元鎌倉投信ファンドマネージャーの新井和宏さんが2017年に出版された本です。携帯版になって再販されました。現在、新井さんは独立され株式会社eumo代表取締役をされています。僕は普段文系の本に接することが多く、どちらかといえば人類学や社会学のような「観察」と「自己分析」を思案の中心にしているのですが、「経済」は得意ではないので、たとえば「サブプライムローン」のなにが良くなかったのか…とか、なぜ戦後からバブルにかけて栄華を極めた企業が倒産することになったのか?といったことは、動画やまとめサイトでわかりやすく解説されているものを見て、すこしわかった気持ちになっている程度でした。おおよその感覚として、「戦中戦後に0から叩き上げで大企業に成り上がった経営者の多くは、日本人の商売の基本「近江商人の三方よし」のように「義理」「人情」「信頼」を大切にして、時代のニーズに応える形でサービスを提供し続けて、やがて社会を変えるほどの大企業へ成長していった。けれど、バブル期頃からのグローバル化によって欧米式の経営手法がとられるようになり、破綻に向かっていった」というような認識でした。

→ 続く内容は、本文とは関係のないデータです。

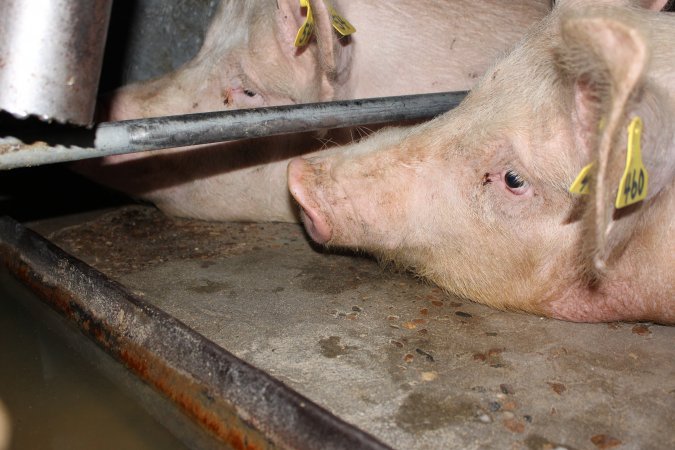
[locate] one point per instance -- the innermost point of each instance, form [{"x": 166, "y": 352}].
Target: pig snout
[{"x": 316, "y": 223}]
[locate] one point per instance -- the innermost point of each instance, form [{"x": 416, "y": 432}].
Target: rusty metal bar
[
  {"x": 130, "y": 136},
  {"x": 241, "y": 405}
]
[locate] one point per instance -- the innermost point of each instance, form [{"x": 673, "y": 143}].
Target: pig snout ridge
[{"x": 315, "y": 222}]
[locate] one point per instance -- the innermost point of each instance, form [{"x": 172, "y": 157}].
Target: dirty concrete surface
[{"x": 385, "y": 351}]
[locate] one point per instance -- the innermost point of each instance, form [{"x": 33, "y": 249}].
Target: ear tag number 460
[
  {"x": 634, "y": 181},
  {"x": 305, "y": 32},
  {"x": 633, "y": 185}
]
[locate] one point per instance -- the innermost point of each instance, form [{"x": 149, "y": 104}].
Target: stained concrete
[{"x": 387, "y": 352}]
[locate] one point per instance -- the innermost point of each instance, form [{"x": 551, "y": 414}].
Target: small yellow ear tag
[
  {"x": 340, "y": 23},
  {"x": 581, "y": 184},
  {"x": 633, "y": 185},
  {"x": 305, "y": 32},
  {"x": 307, "y": 29}
]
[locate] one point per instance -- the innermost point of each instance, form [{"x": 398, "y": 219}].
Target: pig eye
[{"x": 515, "y": 182}]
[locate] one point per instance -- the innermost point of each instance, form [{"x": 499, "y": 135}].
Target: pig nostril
[
  {"x": 315, "y": 223},
  {"x": 515, "y": 182}
]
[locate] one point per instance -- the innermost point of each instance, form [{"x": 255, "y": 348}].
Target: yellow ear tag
[
  {"x": 340, "y": 23},
  {"x": 307, "y": 29},
  {"x": 633, "y": 185},
  {"x": 581, "y": 184}
]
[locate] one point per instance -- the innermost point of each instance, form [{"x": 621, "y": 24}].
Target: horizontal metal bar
[
  {"x": 131, "y": 136},
  {"x": 239, "y": 404}
]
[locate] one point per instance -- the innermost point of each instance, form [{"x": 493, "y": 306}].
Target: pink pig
[
  {"x": 249, "y": 59},
  {"x": 477, "y": 200}
]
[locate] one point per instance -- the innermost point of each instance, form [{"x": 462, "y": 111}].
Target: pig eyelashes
[{"x": 515, "y": 182}]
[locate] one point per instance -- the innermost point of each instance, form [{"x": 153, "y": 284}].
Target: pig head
[
  {"x": 249, "y": 60},
  {"x": 478, "y": 199}
]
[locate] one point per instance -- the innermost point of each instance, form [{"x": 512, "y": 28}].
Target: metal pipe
[
  {"x": 51, "y": 54},
  {"x": 131, "y": 136}
]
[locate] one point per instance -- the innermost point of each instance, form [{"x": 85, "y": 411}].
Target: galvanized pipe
[
  {"x": 131, "y": 136},
  {"x": 51, "y": 54}
]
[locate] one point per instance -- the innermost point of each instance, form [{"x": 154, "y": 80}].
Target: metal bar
[
  {"x": 241, "y": 405},
  {"x": 131, "y": 136}
]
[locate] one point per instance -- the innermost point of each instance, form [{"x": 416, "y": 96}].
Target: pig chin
[{"x": 317, "y": 224}]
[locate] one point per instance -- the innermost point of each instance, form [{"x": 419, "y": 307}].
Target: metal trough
[{"x": 239, "y": 404}]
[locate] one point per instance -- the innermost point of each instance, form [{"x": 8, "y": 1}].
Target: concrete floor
[{"x": 387, "y": 352}]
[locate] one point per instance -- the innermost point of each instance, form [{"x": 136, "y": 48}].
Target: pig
[
  {"x": 248, "y": 60},
  {"x": 478, "y": 200}
]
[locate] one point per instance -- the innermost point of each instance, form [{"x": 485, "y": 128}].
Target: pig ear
[
  {"x": 333, "y": 50},
  {"x": 607, "y": 59},
  {"x": 333, "y": 53}
]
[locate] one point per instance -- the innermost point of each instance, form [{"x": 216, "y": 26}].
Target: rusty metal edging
[{"x": 240, "y": 404}]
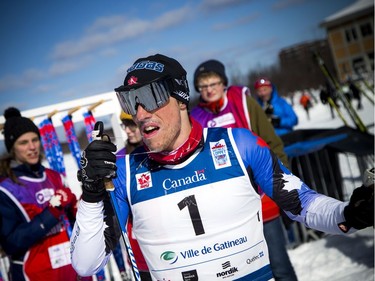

三法よしとは、商売において売り手と買い手が満足するのは当然のこと、社会に貢献できてこそよい商売といえる。という日本人の商いの基本のような考え方です。ほんの50年前まではこれが当たり前でした。そして、それはぼくらの目指している「当たり前の商い」のあり方です。本書を読んで、なぜこのように長期的な目線に立って優れていた商いのルールが、現在のような「儲けられれば粗悪品でも構わない」という短期的で消費的なものに成り下がってしまったのかを理解することができました。新井さんはこのような変化を…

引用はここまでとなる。